Prepared in cooperation with the Skagit County Public Works Department and the Washington State Department of Ecology and Skagit County Public Utility District No. 1

Numerical Simulation of the Groundwater-Flow System in Tributary Subbasins and Vicinity, Lower Skagit River Basin, Skagit and Snohomish Counties, Washington

By Kenneth H. Johnson and Mark E. Savoca

Thumbnail of and link to report PDF (10.4 MB)ABSTRACT

A groundwater-flow model was developed to evaluate the effects of potential groundwater withdrawals and consumptive use on streamflows in tributary subbasins of the lower portion of the Skagit River basin. The study area covers about 155 square miles along the Skagit River and its tributary subbasins (East Fork Nookachamps Creek, Nookachamps Creek, Carpenter Creek, Fisher Creek) in southwestern Skagit County and northwestern Snohomish County, Washington. The Skagit River occupies a large, relatively flat alluvial valley that extends across the northern and western margins of the study area, and is bounded to the south and east by upland and mountainous terrain. The alluvial valley and upland are underlain by unconsolidated deposits of glacial and inter- glacial origin. Bedrock underlies the alluvial valley and upland areas, and crops out throughout the mountainous terrain. Nine hydrogeologic units are recognized in the study area and form the basis of the groundwater-flow model.

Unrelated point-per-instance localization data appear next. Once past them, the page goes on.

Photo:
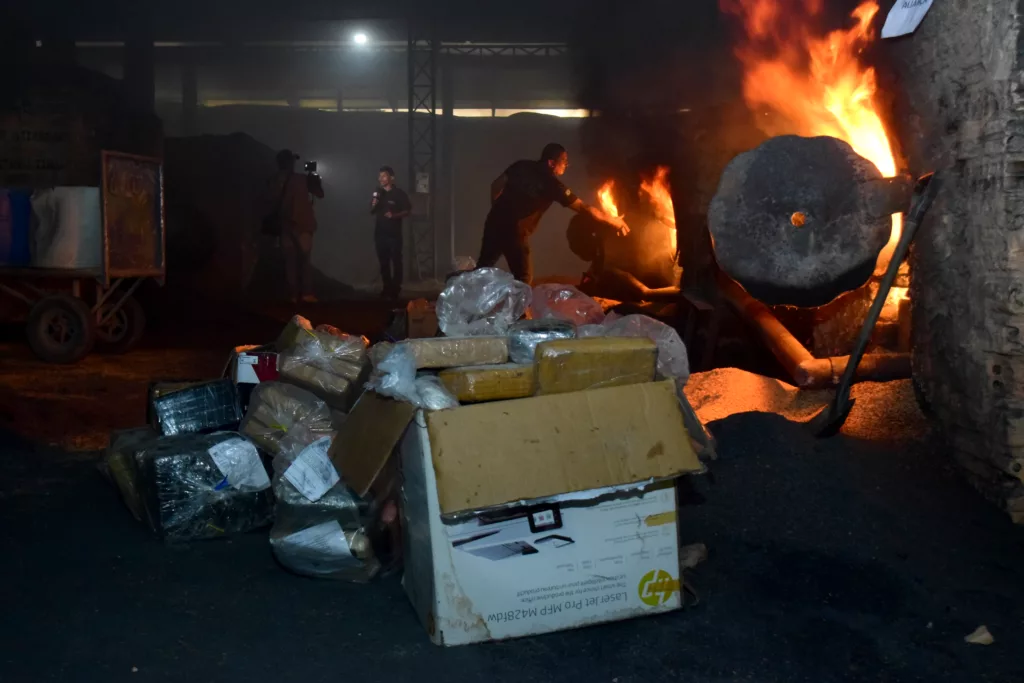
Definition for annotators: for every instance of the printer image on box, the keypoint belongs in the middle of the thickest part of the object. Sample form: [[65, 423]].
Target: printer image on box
[[515, 535]]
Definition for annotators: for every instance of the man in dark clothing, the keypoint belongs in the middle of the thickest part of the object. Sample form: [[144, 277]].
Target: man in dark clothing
[[518, 199], [390, 205], [290, 197]]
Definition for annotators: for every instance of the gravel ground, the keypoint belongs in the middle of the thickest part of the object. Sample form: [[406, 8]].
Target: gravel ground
[[860, 557]]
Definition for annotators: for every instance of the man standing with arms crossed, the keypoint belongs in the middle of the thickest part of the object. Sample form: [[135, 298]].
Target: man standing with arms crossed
[[390, 205], [519, 197]]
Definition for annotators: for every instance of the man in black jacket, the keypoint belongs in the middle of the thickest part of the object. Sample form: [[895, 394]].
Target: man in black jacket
[[390, 205], [519, 197]]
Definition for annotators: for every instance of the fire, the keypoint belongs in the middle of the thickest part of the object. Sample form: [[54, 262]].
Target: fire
[[606, 200], [659, 195], [816, 84]]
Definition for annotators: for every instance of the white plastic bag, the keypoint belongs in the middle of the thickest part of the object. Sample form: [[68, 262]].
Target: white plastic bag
[[672, 358], [565, 302], [395, 377], [485, 301]]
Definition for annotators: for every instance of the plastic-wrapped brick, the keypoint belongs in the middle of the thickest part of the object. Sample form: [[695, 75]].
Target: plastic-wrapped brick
[[525, 335], [276, 409], [482, 383], [203, 486], [456, 351], [194, 409], [329, 363], [579, 365]]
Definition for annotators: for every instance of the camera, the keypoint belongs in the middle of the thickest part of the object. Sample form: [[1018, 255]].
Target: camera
[[313, 182]]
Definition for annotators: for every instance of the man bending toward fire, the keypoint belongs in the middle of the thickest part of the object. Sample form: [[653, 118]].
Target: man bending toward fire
[[518, 199]]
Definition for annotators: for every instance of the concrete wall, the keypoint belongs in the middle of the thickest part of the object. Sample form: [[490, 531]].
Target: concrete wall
[[349, 148], [960, 110]]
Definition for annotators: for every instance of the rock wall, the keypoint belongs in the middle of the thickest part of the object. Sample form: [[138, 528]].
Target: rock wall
[[958, 109]]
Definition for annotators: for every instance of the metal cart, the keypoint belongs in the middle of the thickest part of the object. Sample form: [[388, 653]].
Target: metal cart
[[73, 310]]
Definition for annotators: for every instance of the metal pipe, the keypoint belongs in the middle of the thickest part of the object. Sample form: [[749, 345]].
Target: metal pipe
[[806, 371]]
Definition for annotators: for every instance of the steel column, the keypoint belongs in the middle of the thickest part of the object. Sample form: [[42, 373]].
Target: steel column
[[422, 52]]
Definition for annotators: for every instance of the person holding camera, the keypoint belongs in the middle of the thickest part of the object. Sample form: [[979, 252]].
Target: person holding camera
[[292, 220], [390, 205]]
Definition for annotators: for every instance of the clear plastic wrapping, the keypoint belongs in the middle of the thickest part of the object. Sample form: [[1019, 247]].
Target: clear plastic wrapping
[[564, 302], [320, 526], [203, 486], [457, 351], [484, 301], [525, 335], [672, 358], [195, 409], [395, 376], [276, 409], [329, 363]]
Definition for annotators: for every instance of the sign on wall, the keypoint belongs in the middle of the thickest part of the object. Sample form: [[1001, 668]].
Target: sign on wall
[[904, 17], [133, 215]]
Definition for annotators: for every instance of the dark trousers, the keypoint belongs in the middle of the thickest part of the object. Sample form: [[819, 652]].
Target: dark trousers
[[508, 242], [388, 243], [297, 248]]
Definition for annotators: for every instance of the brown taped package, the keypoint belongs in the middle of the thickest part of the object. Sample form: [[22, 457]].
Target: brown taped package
[[457, 351], [476, 384], [276, 408], [579, 365]]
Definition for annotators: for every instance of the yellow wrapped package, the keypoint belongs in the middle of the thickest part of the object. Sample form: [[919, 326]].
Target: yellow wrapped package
[[457, 351], [476, 384], [579, 365]]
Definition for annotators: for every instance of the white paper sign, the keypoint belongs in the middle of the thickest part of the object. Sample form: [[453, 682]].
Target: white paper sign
[[311, 471], [239, 461], [904, 17]]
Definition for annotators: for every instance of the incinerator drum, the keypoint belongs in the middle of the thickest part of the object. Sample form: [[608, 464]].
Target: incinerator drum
[[801, 220]]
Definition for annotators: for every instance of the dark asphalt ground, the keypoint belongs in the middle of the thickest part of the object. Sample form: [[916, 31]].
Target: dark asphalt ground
[[851, 559]]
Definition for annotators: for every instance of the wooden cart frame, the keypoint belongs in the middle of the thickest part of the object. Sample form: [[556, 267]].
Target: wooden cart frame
[[70, 310]]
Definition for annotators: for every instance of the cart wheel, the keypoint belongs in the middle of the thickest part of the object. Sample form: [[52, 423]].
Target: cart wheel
[[123, 330], [60, 329]]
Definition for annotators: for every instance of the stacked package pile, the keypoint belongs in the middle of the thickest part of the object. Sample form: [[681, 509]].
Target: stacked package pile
[[332, 488]]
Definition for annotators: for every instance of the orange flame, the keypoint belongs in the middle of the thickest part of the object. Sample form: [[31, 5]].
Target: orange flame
[[816, 85], [659, 195], [606, 200]]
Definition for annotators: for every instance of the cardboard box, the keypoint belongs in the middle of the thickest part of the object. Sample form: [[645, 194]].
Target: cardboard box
[[421, 318], [361, 451], [543, 514]]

Groundwater flow in tributary subbasins of the lower Skagit River and vicinity was simulated using the groundwater-flow model, MODFLOW-2000. The finite-difference model grid consists of 174 rows, 156 columns, and 15 layers. Each model cell has a horizontal dimension of 500 by 500 feet. The thickness of model layers varies throughout the model area. Groundwater flow was simulated for both steady-state and transient conditions. The steady-state condition simulated average recharge, discharge, and water levels for the period, August 2006–September 2008. The transient simulation period, September 2006–September 2008, was divided into 24 monthly stress periods. Initial conditions for the transient model were developed from a 6-year “lead-in” period that used recorded precipitation and Skagit River levels, and extrapolations of other boundary conditions. During model calibration, variables were adjusted within probable ranges to minimize differences between measured and simulated groundwater levels and stream baseflows. The final calibrated steady-state and transient models have weighted mean residual of -10.1 and -2.2 feet, respectively (negative residuals indicate that measured value is less than simulated value).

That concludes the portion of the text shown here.